Il presidente russo Vladimir Putin ospiterà il primo vertice Russia-Africa che si terrà il 23 e il 24 ottobre a Sochi. Lo slogan dell’incontro è «Per la pace, la sicurezza e lo sviluppo» ed è prevista la partecipazione di almeno 47 Stati africani e molti leader tra i quali il presidente egiziano Abdul Fattah al-Sisi (che presiederà insieme a Putin). Questo summit fa parte degli sforzi di Mosca per affermarsi come un attore globale dominante nel continente.
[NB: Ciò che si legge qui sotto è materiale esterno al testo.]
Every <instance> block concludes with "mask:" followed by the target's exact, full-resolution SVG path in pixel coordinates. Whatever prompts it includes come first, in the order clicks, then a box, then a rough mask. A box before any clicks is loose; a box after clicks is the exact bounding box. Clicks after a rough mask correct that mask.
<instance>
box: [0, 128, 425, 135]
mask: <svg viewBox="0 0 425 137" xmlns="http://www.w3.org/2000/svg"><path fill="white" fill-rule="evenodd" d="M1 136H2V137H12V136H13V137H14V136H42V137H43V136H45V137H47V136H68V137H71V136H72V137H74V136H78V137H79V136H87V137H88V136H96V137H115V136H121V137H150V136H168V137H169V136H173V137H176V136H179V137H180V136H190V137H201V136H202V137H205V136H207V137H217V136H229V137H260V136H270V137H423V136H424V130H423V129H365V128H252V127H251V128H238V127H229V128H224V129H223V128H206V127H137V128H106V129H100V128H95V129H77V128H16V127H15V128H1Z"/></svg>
Lo stesso presidente Putin afferma che migliorare i rapporti e le relazioni commerciali con l’Africa è una delle sue priorità di politica estera. Il presidente russo però ha definito la sua come «un’agenda positiva» che si contrappone ai «giochi geopolitici» di altri. In particolare, ha accusato i Paesi occidentali di fare «pressioni» e usare le armi dell’«intimidazione e del ricatto» per guadagnare influenza e sfruttare ancora una volta le ex colonie. Al contrario, ha affermato Putin, la Russia non è interessata a depredare la ricchezza dell’Africa, ma a lavorare a favore di una cooperazione «civilizzata».

I forti legami che un tempo legavano l’Unione Sovietica e l’Africa sono stati in gran parte recisi dopo il crollo dell’Urss. Ma, in questi ultimi anni, il ruolo di Mosca è cresciuto costantemente. Oltre ad aumentare il coinvolgimento in progetti minerari ed energetici, ha firmato accordi di cooperazione in materia di sicurezza con 24 Paesi africani – e fornisce armi, hardware militare e addestramento (già ora è il primo fornitore di armamenti controllando il 35% del mercato locale davanti a Cina, Stati Uniti e Paesi europei). Nel continente operano anche mercenari al soldo di Mosca che hanno condotto campagne segrete per conto della Russia (in cambio di concessioni minerarie). Recentemente, Mosca ha sottoscritto un accordo con Asmara per costruire un porto commerciale e militare in Eritrea (Assab o Massaua?).